Here is the thread on the Screenflow Forum with their tech support staff's reply about this issue:

 

tanelpoder

macrumors newbie
Original poster
Jan 26, 2023
2
0
Thank you for your info. Yep, that was my conclusion back in the M1 testing days, that since M1 (non-pro/max/ultra) didn't have the new media engine (?), ScreenFlow/VideoToolbox ended up using something else for hardware-accelerated encoding (like a flavor of the T2 chip like back in the Intel Macs?). And my guess is that in the new M1/M2 Pro/Max/Ultra media engines the x264 acceleration part is not highest priority. Perhaps Apple just added the minimum capability for x264 acceleration for some mainstream video uses (watching videos and encoding/decoding for Zoom/Skype/FaceTime calls). And the rest of the chip's real estate for the media engine went under accelerating ProRes & H265/HEVC.

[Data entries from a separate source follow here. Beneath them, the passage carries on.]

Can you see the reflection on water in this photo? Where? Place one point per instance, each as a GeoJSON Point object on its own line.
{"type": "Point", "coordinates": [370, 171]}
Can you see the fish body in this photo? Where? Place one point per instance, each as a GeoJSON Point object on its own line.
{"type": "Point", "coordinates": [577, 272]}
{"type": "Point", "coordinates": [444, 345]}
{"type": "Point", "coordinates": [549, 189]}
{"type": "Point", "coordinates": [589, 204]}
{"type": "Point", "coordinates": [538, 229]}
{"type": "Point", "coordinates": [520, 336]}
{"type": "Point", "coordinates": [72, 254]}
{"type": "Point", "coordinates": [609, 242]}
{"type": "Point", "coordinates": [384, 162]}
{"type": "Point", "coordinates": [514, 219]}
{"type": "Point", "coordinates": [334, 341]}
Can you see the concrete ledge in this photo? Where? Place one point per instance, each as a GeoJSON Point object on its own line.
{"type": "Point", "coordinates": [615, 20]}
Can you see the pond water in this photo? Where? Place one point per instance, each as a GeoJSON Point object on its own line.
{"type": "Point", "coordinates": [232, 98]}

What kind of export speed do you get for the 1 hour 1080 @ 30hz HW accelerated encoding on the M2 Mini? Now I'm thinking if I should send my MBP back and get a Mini + another display instead.
 

dasjati

macrumors regular
Sep 24, 2020
182
397
Has anyone gained some insights on this? The link to the ScreenFlow forums gives me a blank page.

What I've learned: When I use "Normal" instead of "Fastest" it's much quicker. Current example: 8 min ScreenFlow video, 1920x1080, with "Fastest" around 3 min, with "Normal" it's 1 min.

I mean, it works, I'm just wondering how fast it could be if the hardware acceleration would actually work as expected …
 

galad

macrumors 6502
Apr 22, 2022
478
366
the x264 software encoder is really fast on current hardware, it can easily beat an hardware encoder at the same speed and quality. The H.264 hardware encoder in the M1 can encode up to ~180 FPS at 1080p when using the optimise for speed setting. The HEVC hardware encoder is a bit faster, ~300 FPS at 1080p. Unless you need the video in H.264, it's always better to use HEVC. (I did these test connected remotely to an M1, screen sharing might have affected the performance a bit).

These are the theoretical speed of the encoder. There might be so many factors before the encoder that can slow down things anyway.